My wife was even less satisfied with this interview at secondhand than I was at first-hand. She insisted that I should search my conscience and say whether I had not met Nevil with too great effusion, which he might justly resent as patronizing. I brought myself in not guilty of this crime, and then she said she had always thought he was tepid and limited, and she was disposed to console herself by finding in my rebuff; as she called it, a just punishment for my having liked Nevil so much. “You can see by that champagne business,” she said, “that, after all, he’s just as much a Westerner at heart as Faulkner. I doubt if he was so much hurt by that newspaper notoriety of his broken engagement as he pretended to be.”

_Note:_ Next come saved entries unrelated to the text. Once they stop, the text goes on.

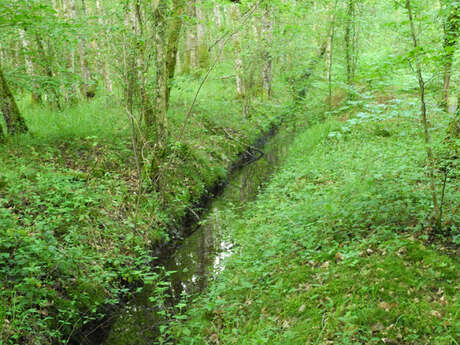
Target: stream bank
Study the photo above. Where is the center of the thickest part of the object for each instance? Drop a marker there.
(196, 252)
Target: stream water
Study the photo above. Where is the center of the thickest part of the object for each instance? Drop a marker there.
(202, 255)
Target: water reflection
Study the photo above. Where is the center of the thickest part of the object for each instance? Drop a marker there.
(202, 255)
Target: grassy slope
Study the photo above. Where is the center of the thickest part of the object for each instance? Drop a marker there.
(332, 252)
(67, 205)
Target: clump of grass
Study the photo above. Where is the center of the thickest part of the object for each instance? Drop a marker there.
(101, 117)
(332, 252)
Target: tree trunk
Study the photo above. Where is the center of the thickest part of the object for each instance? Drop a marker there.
(36, 98)
(201, 41)
(13, 119)
(451, 35)
(173, 43)
(161, 72)
(330, 56)
(349, 41)
(267, 38)
(191, 54)
(423, 115)
(47, 62)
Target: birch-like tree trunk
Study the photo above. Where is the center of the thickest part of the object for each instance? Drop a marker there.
(349, 40)
(451, 35)
(330, 55)
(14, 121)
(100, 42)
(173, 44)
(29, 66)
(161, 84)
(191, 43)
(86, 88)
(267, 40)
(239, 68)
(423, 116)
(201, 44)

I admitted that he was a fraud in every respect, and that he had been guilty of something very like larceny in depriving her of a hero. “But,” I said, “you have your heroine left.”

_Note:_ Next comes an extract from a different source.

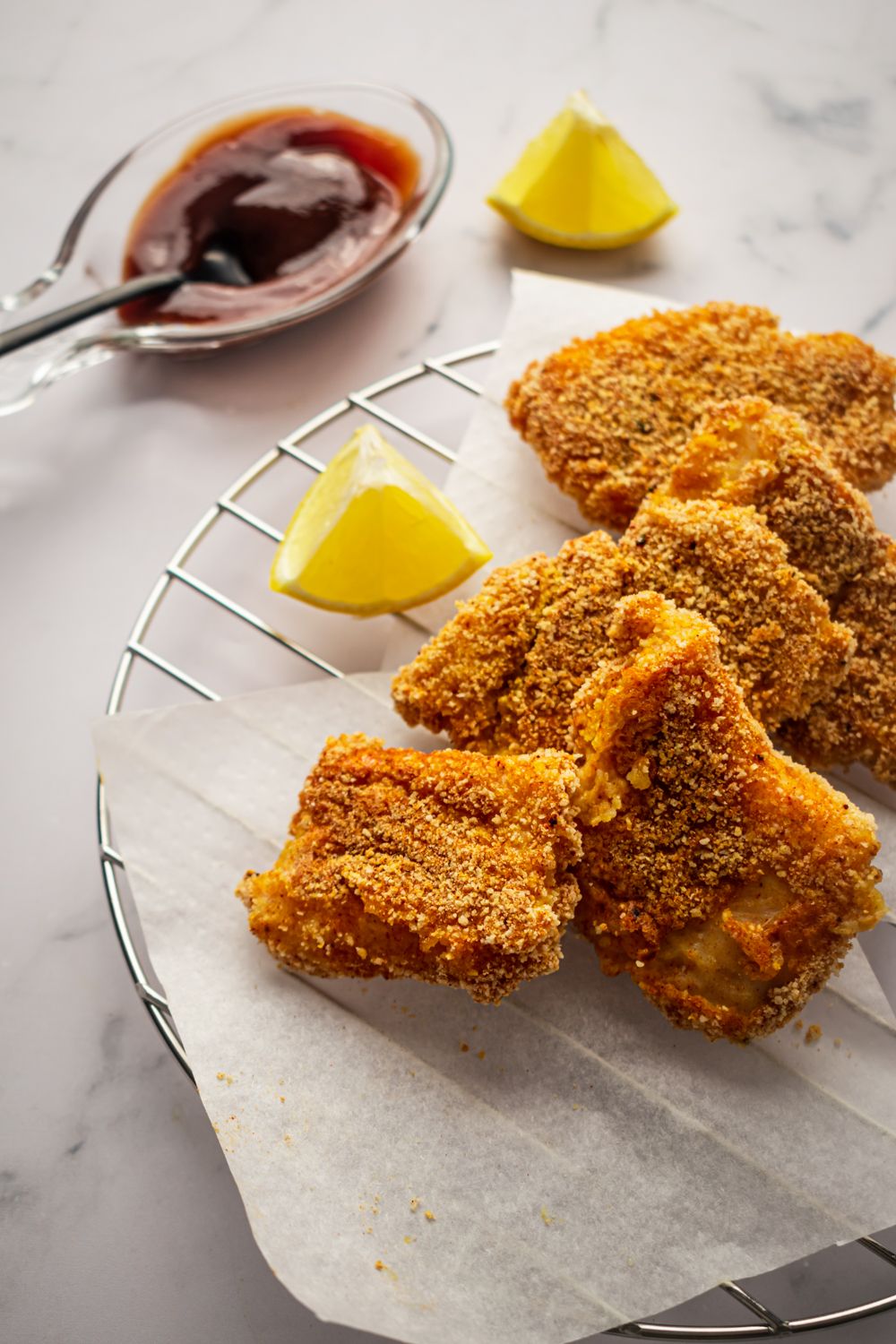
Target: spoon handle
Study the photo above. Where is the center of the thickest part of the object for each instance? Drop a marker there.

“Yes, thank goodness! She’s a woman!”
“A heroine usually is — unless she’s an angel.”
Nevil was gone a year, and during this time the correspondence between Mrs. Faulkner and Mrs. March, fevered to an abnormal activity by recent events, fell back into the state of correspondence in health, which tends to an exchange of apologies for not having written. Mrs. Faulkner’s letters contained some report of Nevil’s movements; and we had got so used to his being abroad that it seemed very sudden, when one came saying that he had got home, perfectly well, and had gone at once to work in his parish, with all his old energy. She sent some newspapers with marked notices of him; and then it seemed to me that we heard nothing more from her till the next spring, when a most joyful letter burst upon us, as it were, with the announcement of her engagement to Nevil.

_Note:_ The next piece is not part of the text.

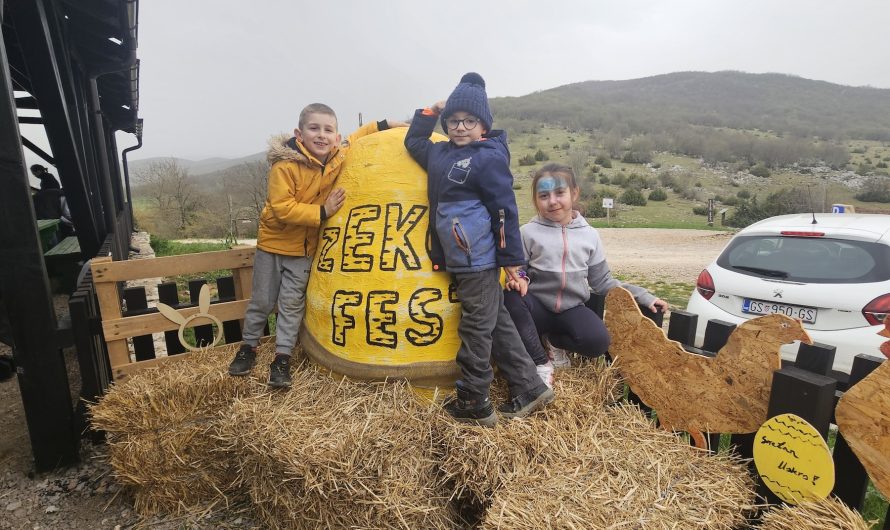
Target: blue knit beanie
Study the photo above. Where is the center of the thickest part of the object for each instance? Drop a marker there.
(469, 96)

I cannot say exactly what it was about this fact that shocked us both. The affair, superficially, was in every way right and proper. We were sure that, as Hermia reported, Faulkner’s mother was as happy in it as herself, and that it was the just and lawful recompense of suffering that Hermia and Nevil had jointly and severally undergone for no wrong or fault of theirs; we ought to have been glad for them; and yet, somehow, we could not; somehow we were not reconciled to that comfortable close for the most painful passage of life we had ever witnessed. Instead of being the end of trouble, it seemed like the beginning. It brought up again with dreadful vividness all the experiences of that day when Faulkner died. It was as if he rose from the dead, and walked the earth again in the agony of body we had seen, and the anguish of mind we had imagined. Once more I saw him, with a face full of hate, push her from him, and fall back and gasp and die.
Hermia’s letter came in the morning; and during the forenoon I received a telegram at my office from her asking if Dr. Wingate were in Boston. I sent out and found that the doctor was at home, and answered accordingly. Then I sent the telegram to my wife, and I hurried away from the office rather early in the afternoon, to learn what she made of it.